Dive Brief:
- Corporate investment banking company BNY Mellon did not violate Title VII of the Civil Rights Act of 1964 when it fired a woman because of social media activity, the 3rd U.S. Circuit Court of Appeals ruled (Bank of New York Mellon Corp., No. 20-2061 (3rd Cir., March 4, 2021)).
- The plaintiff, a senior control analyst, was fired after she posted a comment on a news article on Facebook "about a man who faced criminal charges for driving his car into a crowd of protesters," according to court documents. In response, the worker commented: "Total BS. Too bad he didn't have a bus to plow through." BNY Mellon fired the worker upon discovering her comment, and she sued. The worker claimed race discrimination under Title VII of the Civil Rights Act of 1964. A district court ruled for the employer on summary judgment.
- The 3rd Circuit affirmed the lower court's decision, rejecting the worker's use of comparator evidence to prove her claim. The worker said that the company's decision to retain the two Black employees who also made controversial posts was evidence of discrimination. But neither comparator said anything "as extreme" as the plaintiff in their social media posts, the court said; "Though inappropriate and ill-advised, neither post encouraged mass violence against protesters, as [the plaintiff's] did." The court also rejected the plaintiff's counterargument that the differences between her and the comparators were pointless as BNY Mellon required all employees to follow its social media policy. "This argument might carry some force if the policy prescribed standard punishments, regardless of who a violator is or where she works, but instead it gives decision-makers broad discretion over how to discipline employees," the court responded.
Dive Insight:
The plaintiff in this instance claimed her employer violated Title VII by firing her for social media activity. It's more common, however, for workers to bring social media-related claims under the National Labor Relations Act (NLRA).

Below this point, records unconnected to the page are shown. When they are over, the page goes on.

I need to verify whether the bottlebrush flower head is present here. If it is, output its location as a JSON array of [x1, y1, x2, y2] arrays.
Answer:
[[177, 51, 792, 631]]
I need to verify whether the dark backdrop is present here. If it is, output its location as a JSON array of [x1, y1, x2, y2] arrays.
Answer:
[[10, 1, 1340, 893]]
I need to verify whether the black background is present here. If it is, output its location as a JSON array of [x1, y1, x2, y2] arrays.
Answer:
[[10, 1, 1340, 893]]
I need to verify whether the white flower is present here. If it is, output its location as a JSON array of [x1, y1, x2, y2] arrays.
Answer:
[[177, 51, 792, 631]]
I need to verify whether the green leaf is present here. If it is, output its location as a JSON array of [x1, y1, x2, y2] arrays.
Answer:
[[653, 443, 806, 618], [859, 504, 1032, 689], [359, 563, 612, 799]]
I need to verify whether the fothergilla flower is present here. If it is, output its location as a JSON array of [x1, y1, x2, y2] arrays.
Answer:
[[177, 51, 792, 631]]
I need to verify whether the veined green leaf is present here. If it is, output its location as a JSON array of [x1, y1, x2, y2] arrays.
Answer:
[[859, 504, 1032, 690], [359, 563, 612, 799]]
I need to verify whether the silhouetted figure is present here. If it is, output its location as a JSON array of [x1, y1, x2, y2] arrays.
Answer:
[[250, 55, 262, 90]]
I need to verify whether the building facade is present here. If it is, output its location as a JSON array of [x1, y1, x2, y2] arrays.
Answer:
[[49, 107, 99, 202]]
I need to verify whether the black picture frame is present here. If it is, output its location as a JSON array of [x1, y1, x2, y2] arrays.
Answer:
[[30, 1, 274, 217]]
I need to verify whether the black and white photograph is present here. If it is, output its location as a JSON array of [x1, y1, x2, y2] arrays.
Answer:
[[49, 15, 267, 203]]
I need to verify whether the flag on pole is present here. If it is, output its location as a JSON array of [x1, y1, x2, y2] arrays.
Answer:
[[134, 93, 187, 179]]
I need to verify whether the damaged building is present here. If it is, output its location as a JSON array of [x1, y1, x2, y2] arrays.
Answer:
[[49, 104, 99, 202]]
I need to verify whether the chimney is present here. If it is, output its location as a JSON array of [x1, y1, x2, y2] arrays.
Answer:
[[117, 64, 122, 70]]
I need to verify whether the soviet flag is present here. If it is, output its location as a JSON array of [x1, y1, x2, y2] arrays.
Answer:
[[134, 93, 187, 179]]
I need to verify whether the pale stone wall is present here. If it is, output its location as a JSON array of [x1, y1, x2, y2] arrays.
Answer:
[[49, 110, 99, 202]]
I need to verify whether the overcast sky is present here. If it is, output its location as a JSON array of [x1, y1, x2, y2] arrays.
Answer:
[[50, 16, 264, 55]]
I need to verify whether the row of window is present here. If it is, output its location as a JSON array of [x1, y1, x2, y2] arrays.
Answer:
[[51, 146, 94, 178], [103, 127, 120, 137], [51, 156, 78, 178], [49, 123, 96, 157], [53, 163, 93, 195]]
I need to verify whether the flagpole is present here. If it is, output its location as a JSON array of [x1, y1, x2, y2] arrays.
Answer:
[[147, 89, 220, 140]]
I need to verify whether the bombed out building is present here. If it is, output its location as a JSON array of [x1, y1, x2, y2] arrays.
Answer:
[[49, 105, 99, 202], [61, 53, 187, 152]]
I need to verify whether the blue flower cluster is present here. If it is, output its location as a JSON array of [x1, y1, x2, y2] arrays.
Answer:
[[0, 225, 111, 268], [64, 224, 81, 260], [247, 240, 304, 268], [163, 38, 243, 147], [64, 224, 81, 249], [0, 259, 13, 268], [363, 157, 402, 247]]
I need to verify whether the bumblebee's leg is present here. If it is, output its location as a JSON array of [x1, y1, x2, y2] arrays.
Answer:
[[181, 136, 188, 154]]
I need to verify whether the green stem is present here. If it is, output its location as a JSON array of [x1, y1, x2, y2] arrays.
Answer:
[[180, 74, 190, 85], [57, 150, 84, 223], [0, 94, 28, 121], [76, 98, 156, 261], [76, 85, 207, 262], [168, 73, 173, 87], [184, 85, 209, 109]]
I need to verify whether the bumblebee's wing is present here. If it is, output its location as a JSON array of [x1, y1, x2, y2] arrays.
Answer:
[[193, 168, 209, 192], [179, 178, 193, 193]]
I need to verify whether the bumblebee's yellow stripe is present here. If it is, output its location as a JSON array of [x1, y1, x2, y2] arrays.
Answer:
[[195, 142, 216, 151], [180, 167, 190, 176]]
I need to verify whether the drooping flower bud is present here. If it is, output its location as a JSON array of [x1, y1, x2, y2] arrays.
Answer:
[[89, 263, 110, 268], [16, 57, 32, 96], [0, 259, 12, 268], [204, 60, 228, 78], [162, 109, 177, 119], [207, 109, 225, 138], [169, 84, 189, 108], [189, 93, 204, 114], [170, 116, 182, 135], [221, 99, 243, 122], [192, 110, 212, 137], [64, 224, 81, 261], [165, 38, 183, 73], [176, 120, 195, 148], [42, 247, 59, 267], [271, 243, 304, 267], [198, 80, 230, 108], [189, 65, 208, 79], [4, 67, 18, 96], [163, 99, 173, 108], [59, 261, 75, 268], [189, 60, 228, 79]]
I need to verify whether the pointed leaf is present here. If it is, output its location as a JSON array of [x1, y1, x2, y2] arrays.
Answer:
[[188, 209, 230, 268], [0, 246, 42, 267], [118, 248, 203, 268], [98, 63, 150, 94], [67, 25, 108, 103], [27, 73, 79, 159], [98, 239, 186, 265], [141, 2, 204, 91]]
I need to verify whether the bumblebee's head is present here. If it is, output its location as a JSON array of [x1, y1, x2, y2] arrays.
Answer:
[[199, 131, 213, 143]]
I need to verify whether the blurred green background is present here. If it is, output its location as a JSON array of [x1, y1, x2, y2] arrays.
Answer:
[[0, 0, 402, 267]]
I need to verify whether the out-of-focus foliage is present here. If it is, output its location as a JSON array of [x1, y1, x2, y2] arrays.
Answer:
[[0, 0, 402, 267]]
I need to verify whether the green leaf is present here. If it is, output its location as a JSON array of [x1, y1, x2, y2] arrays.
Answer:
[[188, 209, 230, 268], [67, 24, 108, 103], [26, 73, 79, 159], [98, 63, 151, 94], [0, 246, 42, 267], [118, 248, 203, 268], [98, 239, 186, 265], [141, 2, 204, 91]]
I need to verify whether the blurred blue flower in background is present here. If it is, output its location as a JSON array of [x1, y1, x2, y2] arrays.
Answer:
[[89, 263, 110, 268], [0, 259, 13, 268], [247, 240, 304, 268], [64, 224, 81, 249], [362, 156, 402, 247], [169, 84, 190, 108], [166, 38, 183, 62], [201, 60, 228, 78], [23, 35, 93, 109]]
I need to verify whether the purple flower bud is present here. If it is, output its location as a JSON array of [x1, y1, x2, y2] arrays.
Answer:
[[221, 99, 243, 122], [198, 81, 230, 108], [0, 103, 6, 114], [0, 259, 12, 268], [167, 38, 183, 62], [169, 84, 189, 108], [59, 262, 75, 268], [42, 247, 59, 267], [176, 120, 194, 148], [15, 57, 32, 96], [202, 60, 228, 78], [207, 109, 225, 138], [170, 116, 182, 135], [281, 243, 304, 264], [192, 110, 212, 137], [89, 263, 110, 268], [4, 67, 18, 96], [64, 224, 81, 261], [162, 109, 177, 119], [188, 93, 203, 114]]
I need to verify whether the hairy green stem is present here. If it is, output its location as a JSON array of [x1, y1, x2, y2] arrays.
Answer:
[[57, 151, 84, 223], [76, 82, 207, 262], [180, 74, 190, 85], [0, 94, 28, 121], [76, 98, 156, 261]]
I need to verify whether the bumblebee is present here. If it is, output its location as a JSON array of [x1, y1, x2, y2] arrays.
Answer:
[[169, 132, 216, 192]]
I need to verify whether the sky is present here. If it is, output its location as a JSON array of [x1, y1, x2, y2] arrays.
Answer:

When workers use platforms such as Facebook and Twitter, they may engage in protected concerted activity — when "two or more employees take action for their mutual aid or protection regarding terms and conditions of employment," according to the National Labor Relations Board.
The NLRA provides protections for workers who take part in concerted activity, or talk about their employer or work situation, Ogletree Deakins Shareholder Jennifer Betts previously told HR Dive. She said employers should be careful when they are looking at undertaking adverse action tied to activity on social media. If an employee's activity on social media can be perceived as protected concerted activity, the employer could be violating the NLRA if it disciplines the employee for the conduct.
However, the NLRA doesn't cover every instance of social media use. A Texas school fired a teacher who asked former President Donald Trump via Twitter to "remove" undocumented immigrants from her school, on the belief that the message was private, according to The New York Times. The school determined that she had violated the school board's social media policy.